Letterman wasn’t just up for any role. He was up for the lead: Ted Striker, which eventually went to Robert Hayes. Still, Jerry Zucker knew “he wasn’t an actor, but he was funny” and he “looked great onscreen.” However, the “whole idea of acting” was anathema to Letterman. “I think it all seems too phony to him like he’s bullshitting,” Zucker said. “It just wasn’t him.” Apparently, that came through in the audition.
Letterman recalled doing the scene in the cockpit a couple of times as he “kept saying all along, “I can’t act, I can’t act, I can’t act.”

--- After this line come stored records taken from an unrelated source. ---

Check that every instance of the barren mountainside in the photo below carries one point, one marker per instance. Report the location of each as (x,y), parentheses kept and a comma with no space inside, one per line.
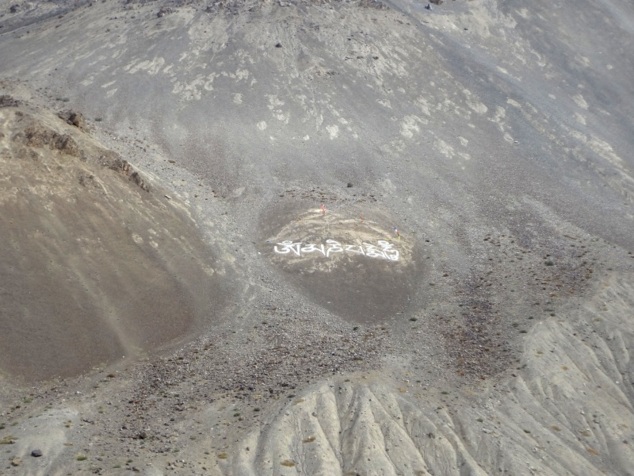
(316,237)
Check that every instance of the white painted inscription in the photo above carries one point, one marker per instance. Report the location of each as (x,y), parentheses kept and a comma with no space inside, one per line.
(382,250)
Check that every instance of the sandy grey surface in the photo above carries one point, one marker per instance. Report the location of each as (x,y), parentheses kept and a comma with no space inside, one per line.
(476,159)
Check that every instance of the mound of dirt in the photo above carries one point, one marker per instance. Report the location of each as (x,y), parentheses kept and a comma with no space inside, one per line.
(95,267)
(349,264)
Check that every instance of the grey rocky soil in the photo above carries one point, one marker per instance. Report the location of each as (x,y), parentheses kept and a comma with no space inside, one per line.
(348,237)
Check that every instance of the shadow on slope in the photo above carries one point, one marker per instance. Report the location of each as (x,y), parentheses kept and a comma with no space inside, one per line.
(95,265)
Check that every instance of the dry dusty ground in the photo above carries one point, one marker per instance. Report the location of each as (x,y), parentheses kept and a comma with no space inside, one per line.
(462,303)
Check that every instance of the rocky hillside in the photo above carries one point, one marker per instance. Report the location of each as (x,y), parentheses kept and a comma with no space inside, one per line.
(329,237)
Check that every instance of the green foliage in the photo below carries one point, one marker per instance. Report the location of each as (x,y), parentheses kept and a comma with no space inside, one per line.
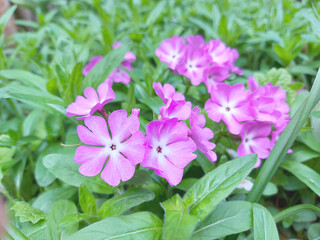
(27,213)
(215,186)
(142,225)
(41,73)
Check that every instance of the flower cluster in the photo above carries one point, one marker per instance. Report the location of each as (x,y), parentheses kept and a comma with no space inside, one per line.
(167,147)
(259,114)
(170,143)
(210,62)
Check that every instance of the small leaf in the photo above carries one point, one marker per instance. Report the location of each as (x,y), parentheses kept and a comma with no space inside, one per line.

“We did the scene once, and then they came in and gave me some notes, and then we did it maybe two more times,” Letterman said. “And I kept saying all along, ‘I can’t act, I can’t act, I can’t act,’ and then one of them came to me after the audition and said, ‘You’re right: you can’t act!’ It was all so good-natured that I just laughed my way back to the car. I never felt any sense of disappointment because, from the very beginning, I told them, ‘I can’t act.’ And then I was right, and we all ended up parting as friends. So it was a good time.”
“I liked those guys, and when I saw the movie, it was just delightful, and I was delighted to see it knowing that I didn’t have to look at myself,” he said. “Because that would’ve ruined it. If not the whole movie, it certainly would’ve ruined it for me.”
Though Letterman didn’t get the role, footage of his screentest did wind up on Late Night. On March 15, 1982, Zucker, Abrahams, and Zucker brought the screen test to Late Night, where a very uncomfortable Letterman begrudgingly aired the clip.
“Maybe if I had gotten the part, that movie would’ve made some money,” Letterman joked. Airplane was the fourth biggest movie of 1980, behind Stir Crazy, Nine To Five, and The Empire Strikes Back. Imagine that, in 1980, seven of the 10 highest-grossing movies of the year were comedies.
Correction: An earlier version of this article did not credit interviewer Will Harris. We regret the error.